Deambulo en torno a los restos de la aldea de Cabaloria. No hay calles: la maleza, las piedras que rodaron de las casas en ruinas, las raíces de algunos árboles, dificultan caminar por la ladera del monte.
Las mujeres con sus niñas iban a buscar agua a la fuente. Pero cuando el Alagón excedía los límites de su cauce, se veían obligadas a llenar sus cántaros en un arroyo.
No eran muchos los hombres, ni los niños, no eran muchos, no, pero eran.
Los edificios más emblemáticos eran la escuela y la casa del maestro. Don Ignacio, que vivió allí con su mujer y sus tres hijos, dio clases en los años cincuenta a treinta rapaces y rapazas que entraban en el aula por dos puertas distintas. El resto del tiempo (el que les dejaba la escuela, el ganado, las labores del campo, el quehacer doméstico, el cuidado de los hermanos y hermanas) correteaban, juntos, por el valle.
No eran muchas las niñas y las mujeres, no. Pero eran.
Se alumbraban con candiles y velas, horneaban pan en cada casa, llevaban olivas a la almazara y flores al cementerio.
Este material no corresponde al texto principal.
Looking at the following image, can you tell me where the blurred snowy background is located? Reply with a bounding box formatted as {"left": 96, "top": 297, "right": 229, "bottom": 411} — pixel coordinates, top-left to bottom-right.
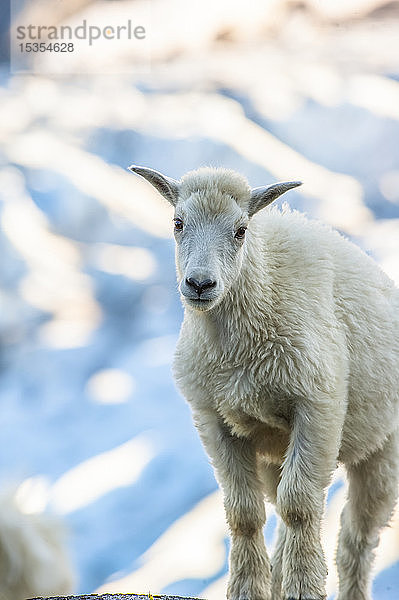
{"left": 1, "top": 0, "right": 399, "bottom": 598}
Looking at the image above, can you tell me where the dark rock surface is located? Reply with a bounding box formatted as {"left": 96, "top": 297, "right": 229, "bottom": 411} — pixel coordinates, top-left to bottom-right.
{"left": 29, "top": 595, "right": 202, "bottom": 600}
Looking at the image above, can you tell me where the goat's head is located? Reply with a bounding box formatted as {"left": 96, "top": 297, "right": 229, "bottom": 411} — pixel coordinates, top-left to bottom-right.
{"left": 129, "top": 166, "right": 301, "bottom": 312}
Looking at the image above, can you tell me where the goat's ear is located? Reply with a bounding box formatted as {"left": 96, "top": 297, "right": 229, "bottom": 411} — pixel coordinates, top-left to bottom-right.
{"left": 128, "top": 165, "right": 180, "bottom": 206}
{"left": 248, "top": 181, "right": 302, "bottom": 217}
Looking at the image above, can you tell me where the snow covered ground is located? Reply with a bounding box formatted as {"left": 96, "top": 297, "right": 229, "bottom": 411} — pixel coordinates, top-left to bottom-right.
{"left": 1, "top": 1, "right": 399, "bottom": 598}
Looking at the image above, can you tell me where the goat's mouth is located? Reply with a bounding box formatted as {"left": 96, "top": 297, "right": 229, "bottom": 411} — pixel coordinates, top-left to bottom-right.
{"left": 182, "top": 295, "right": 218, "bottom": 311}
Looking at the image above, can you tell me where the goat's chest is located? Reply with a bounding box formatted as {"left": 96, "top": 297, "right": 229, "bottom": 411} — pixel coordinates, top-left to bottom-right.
{"left": 173, "top": 332, "right": 295, "bottom": 439}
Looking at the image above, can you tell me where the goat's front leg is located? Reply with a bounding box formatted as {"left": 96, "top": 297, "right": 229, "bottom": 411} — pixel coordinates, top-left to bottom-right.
{"left": 193, "top": 409, "right": 271, "bottom": 600}
{"left": 277, "top": 395, "right": 345, "bottom": 600}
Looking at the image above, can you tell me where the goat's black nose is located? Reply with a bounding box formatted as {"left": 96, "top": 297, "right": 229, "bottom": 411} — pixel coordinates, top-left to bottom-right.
{"left": 186, "top": 277, "right": 216, "bottom": 295}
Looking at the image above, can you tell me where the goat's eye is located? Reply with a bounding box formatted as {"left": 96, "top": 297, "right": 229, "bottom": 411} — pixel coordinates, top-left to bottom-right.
{"left": 235, "top": 226, "right": 247, "bottom": 239}
{"left": 174, "top": 218, "right": 184, "bottom": 231}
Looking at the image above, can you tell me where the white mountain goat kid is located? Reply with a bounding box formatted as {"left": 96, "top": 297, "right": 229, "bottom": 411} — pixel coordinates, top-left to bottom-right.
{"left": 129, "top": 165, "right": 399, "bottom": 600}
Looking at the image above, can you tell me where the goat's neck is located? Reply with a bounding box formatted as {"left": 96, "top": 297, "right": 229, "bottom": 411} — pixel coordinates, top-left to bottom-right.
{"left": 187, "top": 251, "right": 275, "bottom": 359}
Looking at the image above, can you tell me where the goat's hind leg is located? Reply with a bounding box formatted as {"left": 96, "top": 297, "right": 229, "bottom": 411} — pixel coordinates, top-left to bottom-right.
{"left": 337, "top": 428, "right": 399, "bottom": 600}
{"left": 258, "top": 461, "right": 285, "bottom": 600}
{"left": 270, "top": 519, "right": 287, "bottom": 600}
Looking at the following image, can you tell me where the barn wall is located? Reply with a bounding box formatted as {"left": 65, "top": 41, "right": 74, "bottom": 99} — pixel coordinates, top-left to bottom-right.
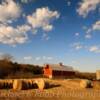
{"left": 43, "top": 64, "right": 75, "bottom": 79}
{"left": 52, "top": 70, "right": 75, "bottom": 78}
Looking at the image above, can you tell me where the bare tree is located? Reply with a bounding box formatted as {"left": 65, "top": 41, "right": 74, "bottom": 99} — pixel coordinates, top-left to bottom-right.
{"left": 0, "top": 53, "right": 14, "bottom": 62}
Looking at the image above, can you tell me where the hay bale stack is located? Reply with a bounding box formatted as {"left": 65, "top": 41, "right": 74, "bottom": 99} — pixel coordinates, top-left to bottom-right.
{"left": 35, "top": 79, "right": 45, "bottom": 90}
{"left": 5, "top": 80, "right": 13, "bottom": 89}
{"left": 19, "top": 79, "right": 38, "bottom": 90}
{"left": 13, "top": 79, "right": 22, "bottom": 90}
{"left": 0, "top": 80, "right": 13, "bottom": 89}
{"left": 80, "top": 79, "right": 91, "bottom": 88}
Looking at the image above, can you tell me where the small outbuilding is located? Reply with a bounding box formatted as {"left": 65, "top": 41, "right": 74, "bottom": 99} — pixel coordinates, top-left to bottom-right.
{"left": 43, "top": 63, "right": 75, "bottom": 78}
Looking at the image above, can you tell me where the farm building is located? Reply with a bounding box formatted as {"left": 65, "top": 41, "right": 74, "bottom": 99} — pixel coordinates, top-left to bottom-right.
{"left": 43, "top": 63, "right": 75, "bottom": 78}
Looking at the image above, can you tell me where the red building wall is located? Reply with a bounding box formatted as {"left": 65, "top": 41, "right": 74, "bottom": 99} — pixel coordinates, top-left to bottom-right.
{"left": 43, "top": 64, "right": 75, "bottom": 78}
{"left": 43, "top": 65, "right": 52, "bottom": 78}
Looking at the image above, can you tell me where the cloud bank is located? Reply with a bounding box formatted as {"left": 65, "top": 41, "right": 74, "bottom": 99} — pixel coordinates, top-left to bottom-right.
{"left": 0, "top": 0, "right": 60, "bottom": 46}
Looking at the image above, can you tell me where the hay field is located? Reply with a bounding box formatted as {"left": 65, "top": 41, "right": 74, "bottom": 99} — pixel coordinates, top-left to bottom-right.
{"left": 0, "top": 78, "right": 100, "bottom": 100}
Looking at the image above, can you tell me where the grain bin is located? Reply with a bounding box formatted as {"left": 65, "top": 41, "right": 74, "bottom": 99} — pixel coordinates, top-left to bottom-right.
{"left": 96, "top": 70, "right": 100, "bottom": 80}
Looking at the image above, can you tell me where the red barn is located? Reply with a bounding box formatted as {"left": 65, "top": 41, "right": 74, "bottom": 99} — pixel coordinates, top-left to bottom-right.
{"left": 43, "top": 63, "right": 75, "bottom": 78}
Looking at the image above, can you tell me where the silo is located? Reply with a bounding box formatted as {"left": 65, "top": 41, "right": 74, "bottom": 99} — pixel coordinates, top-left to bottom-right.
{"left": 96, "top": 70, "right": 100, "bottom": 80}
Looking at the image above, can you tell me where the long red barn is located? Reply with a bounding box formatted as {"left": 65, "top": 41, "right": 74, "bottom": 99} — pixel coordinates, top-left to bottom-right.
{"left": 43, "top": 63, "right": 75, "bottom": 78}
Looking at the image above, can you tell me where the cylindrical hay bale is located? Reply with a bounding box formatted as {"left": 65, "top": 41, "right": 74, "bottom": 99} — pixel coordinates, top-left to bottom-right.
{"left": 13, "top": 80, "right": 22, "bottom": 90}
{"left": 0, "top": 81, "right": 4, "bottom": 89}
{"left": 80, "top": 80, "right": 91, "bottom": 88}
{"left": 4, "top": 80, "right": 13, "bottom": 89}
{"left": 44, "top": 82, "right": 50, "bottom": 89}
{"left": 28, "top": 80, "right": 33, "bottom": 88}
{"left": 8, "top": 80, "right": 13, "bottom": 89}
{"left": 21, "top": 79, "right": 36, "bottom": 90}
{"left": 0, "top": 80, "right": 13, "bottom": 89}
{"left": 4, "top": 82, "right": 8, "bottom": 88}
{"left": 22, "top": 81, "right": 27, "bottom": 90}
{"left": 93, "top": 81, "right": 100, "bottom": 89}
{"left": 35, "top": 79, "right": 45, "bottom": 90}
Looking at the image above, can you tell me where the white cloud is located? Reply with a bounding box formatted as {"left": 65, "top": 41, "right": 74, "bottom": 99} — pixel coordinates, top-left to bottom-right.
{"left": 24, "top": 56, "right": 32, "bottom": 60}
{"left": 43, "top": 56, "right": 53, "bottom": 60}
{"left": 89, "top": 46, "right": 100, "bottom": 53}
{"left": 85, "top": 20, "right": 100, "bottom": 39}
{"left": 72, "top": 42, "right": 83, "bottom": 50}
{"left": 67, "top": 1, "right": 71, "bottom": 6}
{"left": 86, "top": 28, "right": 92, "bottom": 34}
{"left": 42, "top": 33, "right": 50, "bottom": 41}
{"left": 46, "top": 57, "right": 53, "bottom": 60}
{"left": 93, "top": 20, "right": 100, "bottom": 30}
{"left": 35, "top": 57, "right": 41, "bottom": 61}
{"left": 21, "top": 0, "right": 33, "bottom": 4}
{"left": 0, "top": 0, "right": 21, "bottom": 23}
{"left": 21, "top": 0, "right": 28, "bottom": 3}
{"left": 77, "top": 0, "right": 100, "bottom": 17}
{"left": 17, "top": 24, "right": 31, "bottom": 33}
{"left": 85, "top": 34, "right": 92, "bottom": 39}
{"left": 35, "top": 56, "right": 53, "bottom": 61}
{"left": 0, "top": 24, "right": 31, "bottom": 46}
{"left": 75, "top": 45, "right": 83, "bottom": 50}
{"left": 71, "top": 42, "right": 100, "bottom": 54}
{"left": 0, "top": 1, "right": 60, "bottom": 46}
{"left": 42, "top": 25, "right": 53, "bottom": 32}
{"left": 27, "top": 7, "right": 60, "bottom": 32}
{"left": 83, "top": 26, "right": 87, "bottom": 30}
{"left": 75, "top": 33, "right": 79, "bottom": 36}
{"left": 86, "top": 20, "right": 100, "bottom": 33}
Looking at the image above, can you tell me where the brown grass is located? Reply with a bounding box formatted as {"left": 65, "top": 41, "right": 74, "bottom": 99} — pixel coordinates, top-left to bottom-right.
{"left": 0, "top": 78, "right": 100, "bottom": 100}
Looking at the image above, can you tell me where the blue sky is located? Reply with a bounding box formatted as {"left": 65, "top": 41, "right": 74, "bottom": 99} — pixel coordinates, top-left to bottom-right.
{"left": 0, "top": 0, "right": 100, "bottom": 72}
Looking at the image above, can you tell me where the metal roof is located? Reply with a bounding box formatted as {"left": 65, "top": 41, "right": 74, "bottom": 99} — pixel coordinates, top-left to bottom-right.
{"left": 44, "top": 64, "right": 74, "bottom": 71}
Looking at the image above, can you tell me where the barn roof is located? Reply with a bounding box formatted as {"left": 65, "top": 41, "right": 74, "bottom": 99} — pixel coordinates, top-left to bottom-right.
{"left": 44, "top": 64, "right": 74, "bottom": 71}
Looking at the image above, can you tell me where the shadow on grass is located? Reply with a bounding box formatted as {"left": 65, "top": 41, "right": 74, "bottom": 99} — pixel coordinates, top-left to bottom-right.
{"left": 45, "top": 82, "right": 61, "bottom": 89}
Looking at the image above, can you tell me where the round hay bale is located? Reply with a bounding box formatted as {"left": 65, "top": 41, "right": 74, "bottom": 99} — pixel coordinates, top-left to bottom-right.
{"left": 0, "top": 81, "right": 4, "bottom": 89}
{"left": 22, "top": 80, "right": 35, "bottom": 90}
{"left": 28, "top": 80, "right": 33, "bottom": 88}
{"left": 93, "top": 81, "right": 100, "bottom": 89}
{"left": 80, "top": 79, "right": 91, "bottom": 88}
{"left": 22, "top": 81, "right": 27, "bottom": 90}
{"left": 13, "top": 80, "right": 22, "bottom": 90}
{"left": 27, "top": 82, "right": 31, "bottom": 89}
{"left": 0, "top": 80, "right": 13, "bottom": 89}
{"left": 4, "top": 82, "right": 8, "bottom": 88}
{"left": 5, "top": 80, "right": 13, "bottom": 89}
{"left": 44, "top": 82, "right": 50, "bottom": 89}
{"left": 35, "top": 79, "right": 45, "bottom": 90}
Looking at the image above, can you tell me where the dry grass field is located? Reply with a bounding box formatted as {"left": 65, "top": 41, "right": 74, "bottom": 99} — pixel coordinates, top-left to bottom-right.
{"left": 0, "top": 78, "right": 100, "bottom": 100}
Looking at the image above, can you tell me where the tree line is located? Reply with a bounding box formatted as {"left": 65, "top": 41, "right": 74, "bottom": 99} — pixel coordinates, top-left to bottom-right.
{"left": 0, "top": 54, "right": 43, "bottom": 79}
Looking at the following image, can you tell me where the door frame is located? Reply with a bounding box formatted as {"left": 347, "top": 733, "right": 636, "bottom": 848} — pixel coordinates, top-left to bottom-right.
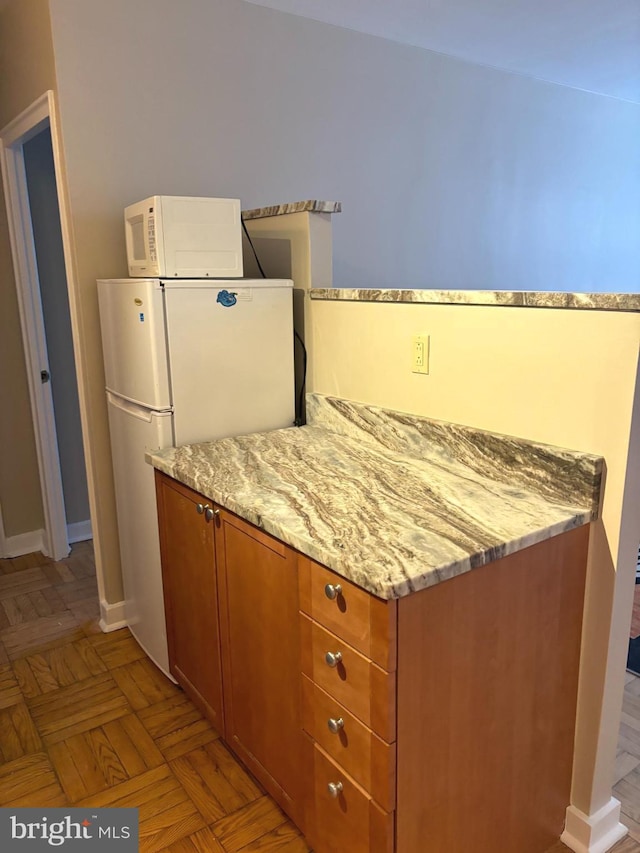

En Nochebuena, los niños de Cabaloria cantaban villancicos con los niños de Riomalo, separados por un Alagón crecido. El mismo río que los aislaba era fuente de alimento, de ganancia.
Paseé por Cabaloria, leí los textos de las cartelas informativas y contemplé los rostros de los niños, de las niñas. A las parejas jóvenes, bailando eternamente, atrapadas en una foto en la que no se distinguen los colores de sus ropas, de sus cabellos, de sus ojos.
Se fueron todos, tuvieron que irse.
El embalse les arrebató las tierras, su modo de vida. Les expulsó de este paraje de jaras, encinas y olivos que hoy, aún, todavía, sobrevuela el milano.